Auld Lang Syne

B

urns has described this as an old song and tune which had often thrilled through his soul; and in communicating it to his friend George Thomas, he professed to have recovered it from an old man's singing; and exclaimed regarding it--"Light be the turf on the breast of the Heaven-inspired poet who composed this glorious fragment!" The probability is, however, that the poet was indulging in a little mystification on the subject, and that the entire song was his own composition. The second and third verses -- describing the happy days of youth -- are his beyond a doubt.

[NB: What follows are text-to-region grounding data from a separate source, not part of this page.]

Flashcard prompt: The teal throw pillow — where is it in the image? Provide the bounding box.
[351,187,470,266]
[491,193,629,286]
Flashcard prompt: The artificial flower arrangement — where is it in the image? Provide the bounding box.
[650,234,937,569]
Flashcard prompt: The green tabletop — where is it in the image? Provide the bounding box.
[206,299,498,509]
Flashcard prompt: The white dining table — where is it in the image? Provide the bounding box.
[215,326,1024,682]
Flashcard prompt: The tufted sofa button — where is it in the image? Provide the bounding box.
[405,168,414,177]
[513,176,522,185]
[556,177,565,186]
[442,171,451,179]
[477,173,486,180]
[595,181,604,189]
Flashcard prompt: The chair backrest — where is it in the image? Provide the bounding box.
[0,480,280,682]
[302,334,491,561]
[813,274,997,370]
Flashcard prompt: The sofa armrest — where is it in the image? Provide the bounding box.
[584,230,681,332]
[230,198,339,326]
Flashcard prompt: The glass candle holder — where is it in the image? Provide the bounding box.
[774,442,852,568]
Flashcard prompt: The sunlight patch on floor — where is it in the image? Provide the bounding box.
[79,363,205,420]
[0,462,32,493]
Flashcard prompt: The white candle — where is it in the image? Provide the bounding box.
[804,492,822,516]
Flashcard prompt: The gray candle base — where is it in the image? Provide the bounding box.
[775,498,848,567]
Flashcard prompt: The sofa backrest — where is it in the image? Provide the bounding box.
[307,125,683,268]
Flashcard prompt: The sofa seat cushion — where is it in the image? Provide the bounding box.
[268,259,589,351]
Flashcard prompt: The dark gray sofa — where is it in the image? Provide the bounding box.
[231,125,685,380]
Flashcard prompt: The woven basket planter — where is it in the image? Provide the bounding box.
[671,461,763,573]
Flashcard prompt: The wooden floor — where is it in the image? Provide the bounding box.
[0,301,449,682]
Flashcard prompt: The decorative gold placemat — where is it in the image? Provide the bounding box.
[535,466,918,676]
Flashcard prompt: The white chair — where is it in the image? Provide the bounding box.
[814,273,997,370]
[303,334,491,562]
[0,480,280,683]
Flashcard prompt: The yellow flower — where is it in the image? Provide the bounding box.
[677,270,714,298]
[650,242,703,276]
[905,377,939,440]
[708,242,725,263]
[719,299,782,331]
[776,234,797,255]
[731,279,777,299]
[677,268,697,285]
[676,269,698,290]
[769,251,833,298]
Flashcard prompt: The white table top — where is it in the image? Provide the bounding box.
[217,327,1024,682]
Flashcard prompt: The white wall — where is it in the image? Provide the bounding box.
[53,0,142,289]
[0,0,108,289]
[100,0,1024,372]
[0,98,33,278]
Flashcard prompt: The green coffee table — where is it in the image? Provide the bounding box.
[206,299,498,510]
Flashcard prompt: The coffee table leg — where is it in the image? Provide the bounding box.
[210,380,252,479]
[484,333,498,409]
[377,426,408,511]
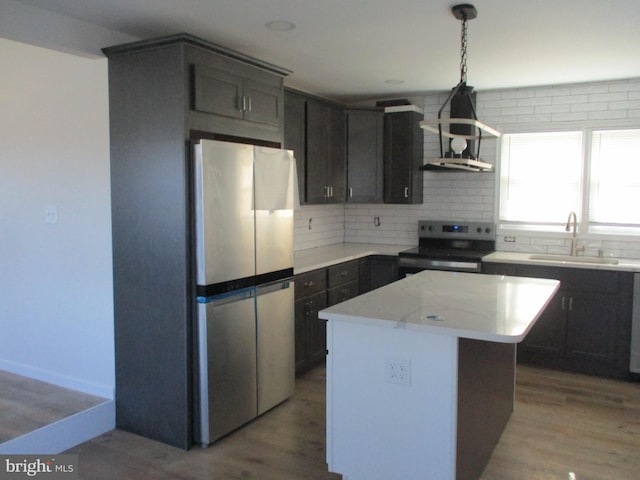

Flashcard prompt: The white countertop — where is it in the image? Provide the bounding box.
[483,251,640,272]
[294,243,412,274]
[319,270,560,343]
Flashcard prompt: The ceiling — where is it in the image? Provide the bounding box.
[14,0,640,103]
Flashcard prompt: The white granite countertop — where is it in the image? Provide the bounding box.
[294,243,412,274]
[483,251,640,272]
[319,270,560,343]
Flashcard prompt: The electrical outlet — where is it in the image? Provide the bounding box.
[385,357,411,386]
[45,205,58,224]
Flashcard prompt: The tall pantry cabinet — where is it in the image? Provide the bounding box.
[103,34,289,449]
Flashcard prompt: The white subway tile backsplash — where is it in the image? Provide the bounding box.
[551,111,590,122]
[570,83,609,95]
[552,94,589,105]
[588,92,628,103]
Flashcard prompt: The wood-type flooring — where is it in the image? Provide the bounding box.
[0,369,106,443]
[61,364,640,479]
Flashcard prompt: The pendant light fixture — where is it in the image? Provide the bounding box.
[420,4,500,172]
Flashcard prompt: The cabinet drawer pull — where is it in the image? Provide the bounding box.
[569,297,574,311]
[304,281,315,288]
[340,271,349,277]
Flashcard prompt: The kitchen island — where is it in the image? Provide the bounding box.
[320,270,560,480]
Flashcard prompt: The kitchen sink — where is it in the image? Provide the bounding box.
[528,254,619,265]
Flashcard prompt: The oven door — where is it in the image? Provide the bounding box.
[398,256,482,278]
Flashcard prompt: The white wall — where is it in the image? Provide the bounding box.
[0,38,114,398]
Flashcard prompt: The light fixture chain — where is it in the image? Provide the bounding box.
[460,18,468,83]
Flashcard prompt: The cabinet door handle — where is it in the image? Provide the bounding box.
[246,96,252,112]
[561,296,574,311]
[349,187,353,198]
[329,186,334,197]
[404,187,409,198]
[238,95,245,112]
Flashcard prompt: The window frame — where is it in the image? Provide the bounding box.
[496,123,640,240]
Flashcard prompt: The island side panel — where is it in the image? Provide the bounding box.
[456,338,516,480]
[326,319,459,480]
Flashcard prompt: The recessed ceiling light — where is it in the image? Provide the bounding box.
[265,20,296,32]
[384,79,405,85]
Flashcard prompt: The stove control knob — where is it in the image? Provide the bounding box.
[485,227,492,234]
[476,227,482,233]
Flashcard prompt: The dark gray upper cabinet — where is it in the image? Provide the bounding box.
[102,33,288,450]
[284,93,423,206]
[346,109,384,203]
[306,99,346,203]
[284,90,306,204]
[383,110,424,204]
[193,65,282,126]
[284,89,346,204]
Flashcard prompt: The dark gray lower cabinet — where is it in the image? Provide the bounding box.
[295,256,399,373]
[482,261,633,379]
[369,256,399,290]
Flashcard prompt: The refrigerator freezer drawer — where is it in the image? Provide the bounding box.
[256,280,296,415]
[198,288,257,445]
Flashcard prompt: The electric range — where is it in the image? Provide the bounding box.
[398,220,496,275]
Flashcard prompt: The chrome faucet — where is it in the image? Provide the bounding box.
[565,211,584,256]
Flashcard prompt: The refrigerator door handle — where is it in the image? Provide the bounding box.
[197,286,254,306]
[256,279,293,296]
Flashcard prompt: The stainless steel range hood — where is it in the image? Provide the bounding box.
[422,156,494,172]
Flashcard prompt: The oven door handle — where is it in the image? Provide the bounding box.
[398,257,481,273]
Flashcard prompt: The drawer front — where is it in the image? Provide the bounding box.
[295,269,327,298]
[328,280,359,306]
[328,260,359,287]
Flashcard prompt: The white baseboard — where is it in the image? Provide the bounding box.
[0,359,114,399]
[0,400,115,454]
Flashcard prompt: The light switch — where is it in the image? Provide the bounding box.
[45,205,58,224]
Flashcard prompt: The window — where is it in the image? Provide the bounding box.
[499,128,640,235]
[590,130,640,228]
[499,131,583,226]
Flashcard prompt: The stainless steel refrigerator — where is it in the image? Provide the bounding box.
[193,139,297,446]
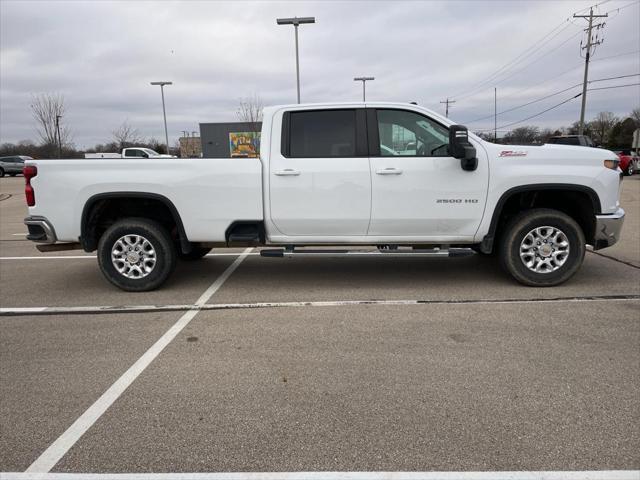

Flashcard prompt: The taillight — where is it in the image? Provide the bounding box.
[23,165,37,206]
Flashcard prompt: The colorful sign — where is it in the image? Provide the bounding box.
[229,132,261,158]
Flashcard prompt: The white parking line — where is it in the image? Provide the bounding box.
[0,253,260,260]
[11,233,27,236]
[1,470,638,479]
[1,295,638,317]
[24,248,253,473]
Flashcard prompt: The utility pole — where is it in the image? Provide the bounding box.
[55,115,62,158]
[494,88,497,143]
[354,77,375,101]
[440,98,455,118]
[574,7,607,135]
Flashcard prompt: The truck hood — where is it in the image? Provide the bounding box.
[482,142,618,163]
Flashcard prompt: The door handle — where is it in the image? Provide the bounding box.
[376,167,403,175]
[274,169,301,176]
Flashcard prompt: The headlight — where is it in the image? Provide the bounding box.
[604,159,620,170]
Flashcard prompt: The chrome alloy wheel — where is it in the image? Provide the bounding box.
[111,234,157,279]
[519,226,570,273]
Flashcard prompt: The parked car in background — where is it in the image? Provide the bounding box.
[546,135,595,147]
[0,156,32,177]
[613,149,635,176]
[84,147,176,159]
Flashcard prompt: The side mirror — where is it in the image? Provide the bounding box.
[449,125,478,171]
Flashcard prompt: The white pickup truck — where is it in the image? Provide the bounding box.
[84,147,176,159]
[23,102,625,291]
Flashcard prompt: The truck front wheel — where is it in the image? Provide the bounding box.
[499,208,585,287]
[97,218,176,291]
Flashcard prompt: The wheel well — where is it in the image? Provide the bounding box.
[482,187,598,253]
[81,194,188,252]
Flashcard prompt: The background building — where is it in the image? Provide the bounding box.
[200,122,262,158]
[178,135,202,158]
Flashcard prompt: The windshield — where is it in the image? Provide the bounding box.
[143,149,160,156]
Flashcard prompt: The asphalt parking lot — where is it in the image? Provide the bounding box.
[0,175,639,477]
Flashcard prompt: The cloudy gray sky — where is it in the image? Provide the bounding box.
[1,0,639,148]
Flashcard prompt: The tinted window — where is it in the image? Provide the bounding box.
[376,109,449,157]
[289,110,356,158]
[124,150,137,157]
[550,137,580,146]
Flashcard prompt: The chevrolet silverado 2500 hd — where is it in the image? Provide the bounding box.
[23,102,625,291]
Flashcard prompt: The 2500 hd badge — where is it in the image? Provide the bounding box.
[437,199,479,204]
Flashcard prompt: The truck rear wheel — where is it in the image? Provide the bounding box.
[97,218,176,291]
[499,208,585,287]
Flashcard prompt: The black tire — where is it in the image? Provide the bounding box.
[97,218,176,291]
[625,163,634,176]
[499,208,585,287]
[0,168,4,178]
[179,246,211,261]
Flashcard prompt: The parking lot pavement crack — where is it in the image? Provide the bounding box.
[2,294,639,318]
[587,250,640,269]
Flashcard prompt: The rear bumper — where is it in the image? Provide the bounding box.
[24,216,57,244]
[593,207,625,250]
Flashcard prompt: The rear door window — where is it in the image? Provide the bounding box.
[288,110,357,158]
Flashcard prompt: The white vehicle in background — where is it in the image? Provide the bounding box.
[84,147,176,159]
[23,102,625,291]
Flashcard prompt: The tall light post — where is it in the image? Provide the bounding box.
[354,77,374,101]
[277,16,315,104]
[55,114,62,158]
[150,81,172,154]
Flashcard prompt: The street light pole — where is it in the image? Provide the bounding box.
[150,81,173,154]
[277,16,315,104]
[55,115,62,158]
[354,77,375,101]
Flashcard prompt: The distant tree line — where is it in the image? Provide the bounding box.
[1,92,637,158]
[0,93,173,159]
[476,108,640,146]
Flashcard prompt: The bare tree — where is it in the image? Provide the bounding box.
[236,93,263,132]
[30,93,72,155]
[631,107,640,127]
[588,111,618,145]
[504,126,539,144]
[112,121,142,149]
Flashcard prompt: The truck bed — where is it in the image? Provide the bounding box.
[26,157,263,242]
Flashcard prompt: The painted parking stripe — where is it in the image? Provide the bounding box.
[0,252,260,260]
[24,248,253,473]
[1,295,638,317]
[1,470,638,479]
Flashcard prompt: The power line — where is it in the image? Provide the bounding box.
[464,83,582,123]
[456,29,584,103]
[603,0,639,14]
[475,93,582,132]
[587,82,640,91]
[473,81,639,133]
[448,18,577,100]
[463,73,638,124]
[591,49,640,63]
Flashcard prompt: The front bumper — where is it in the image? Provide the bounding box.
[24,216,57,244]
[593,207,625,250]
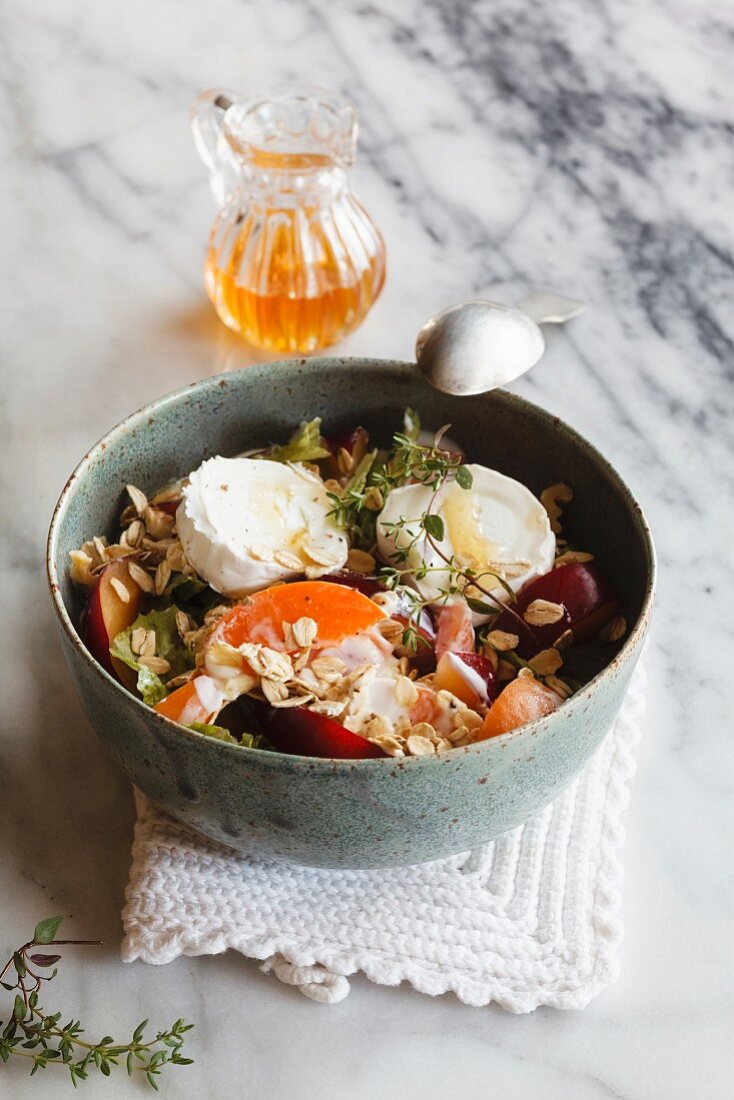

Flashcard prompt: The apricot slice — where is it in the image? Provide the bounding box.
[476,677,560,740]
[215,580,386,652]
[154,676,221,726]
[156,581,386,728]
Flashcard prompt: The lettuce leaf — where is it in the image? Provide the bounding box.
[189,722,261,749]
[345,448,377,495]
[136,666,168,707]
[265,418,330,463]
[189,722,238,744]
[163,573,221,614]
[165,574,209,601]
[110,606,194,705]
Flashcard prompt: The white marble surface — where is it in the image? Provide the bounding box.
[2,0,733,1096]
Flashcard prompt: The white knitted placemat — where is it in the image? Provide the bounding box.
[121,666,645,1012]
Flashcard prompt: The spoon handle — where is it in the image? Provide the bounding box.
[517,291,585,325]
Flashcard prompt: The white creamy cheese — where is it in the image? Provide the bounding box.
[177,456,348,597]
[376,463,555,622]
[344,675,414,729]
[316,629,394,671]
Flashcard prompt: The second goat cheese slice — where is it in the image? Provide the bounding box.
[376,463,555,621]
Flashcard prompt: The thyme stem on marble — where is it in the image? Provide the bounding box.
[0,917,193,1089]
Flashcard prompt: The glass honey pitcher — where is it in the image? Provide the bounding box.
[191,86,386,353]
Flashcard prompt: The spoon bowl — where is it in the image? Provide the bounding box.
[416,300,545,396]
[416,293,584,397]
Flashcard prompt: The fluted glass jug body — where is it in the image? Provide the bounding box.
[191,87,386,353]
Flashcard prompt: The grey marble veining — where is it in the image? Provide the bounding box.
[1,0,732,1097]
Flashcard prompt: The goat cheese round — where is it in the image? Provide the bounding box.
[376,463,555,622]
[177,456,348,597]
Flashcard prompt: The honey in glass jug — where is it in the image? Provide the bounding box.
[191,86,386,353]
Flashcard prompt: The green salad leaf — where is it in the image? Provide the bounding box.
[345,448,377,495]
[163,573,222,615]
[165,574,209,601]
[136,666,168,707]
[189,722,261,749]
[189,722,238,744]
[265,418,330,463]
[110,606,194,705]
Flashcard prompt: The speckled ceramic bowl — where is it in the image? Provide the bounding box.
[47,360,655,868]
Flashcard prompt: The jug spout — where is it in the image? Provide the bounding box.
[190,88,245,206]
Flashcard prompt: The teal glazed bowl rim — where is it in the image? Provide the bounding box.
[46,358,656,771]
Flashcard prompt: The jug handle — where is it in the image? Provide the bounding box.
[190,89,244,207]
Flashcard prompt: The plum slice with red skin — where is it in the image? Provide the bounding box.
[263,706,387,759]
[455,651,498,703]
[433,650,497,707]
[323,426,370,479]
[570,599,621,644]
[494,562,618,656]
[84,562,142,685]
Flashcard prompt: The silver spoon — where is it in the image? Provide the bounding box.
[415,291,584,396]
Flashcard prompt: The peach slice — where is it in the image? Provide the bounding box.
[475,677,560,741]
[85,561,141,685]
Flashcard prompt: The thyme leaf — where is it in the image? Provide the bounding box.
[330,414,535,641]
[0,918,194,1088]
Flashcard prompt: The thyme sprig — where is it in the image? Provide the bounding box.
[329,422,535,651]
[379,511,531,652]
[0,917,193,1089]
[327,448,379,545]
[327,424,468,550]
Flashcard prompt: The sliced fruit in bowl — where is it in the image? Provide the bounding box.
[494,561,618,657]
[262,705,387,759]
[84,562,142,685]
[433,651,497,708]
[478,676,561,740]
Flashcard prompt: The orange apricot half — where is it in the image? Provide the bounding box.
[476,677,560,741]
[155,581,386,727]
[214,580,386,652]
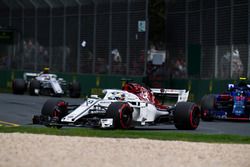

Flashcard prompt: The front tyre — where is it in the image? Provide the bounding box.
[41,99,68,128]
[174,102,200,130]
[106,102,133,129]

Robert Burns Works, William P. Nimmo, Publisher, Edinburgh, 1870

Should auld acquaintance be forgot,
And never brought to min'?
Should auld acquaintance be forgot,
And days o' lang syne?

For auld lang syne, my dear,
For auld lang syne,
We'll tak a cup o' kindness yet
For auld lang syne!

We twa hae run about the braes,
And pu'd the gowans fine;
But we've wander'd mony a weary foot
Sin' auld lang syne.

For auld lang syne, my dear,
For auld lang syne,
We'll tak a cup o' kindness yet
For auld lang syne!

We twa hae paidl't i' the burn,
Frae morning sun till dine:
But seas between us braid hae roar'd
Sin' auld lang syne.

For auld lang syne, my dear,
For auld lang syne,
We'll tak a cup o' kindness yet
For auld lang syne!

Perhaps no song in the English language better illustrates the difference in mood when sung slowly and softly as opposed to being sung fast and loud. Sung fast, with gusto, Auld Lang Syne is a cheerful drinking tune. Sung slowly and softly it becomes the moving experience that many think Burns intended.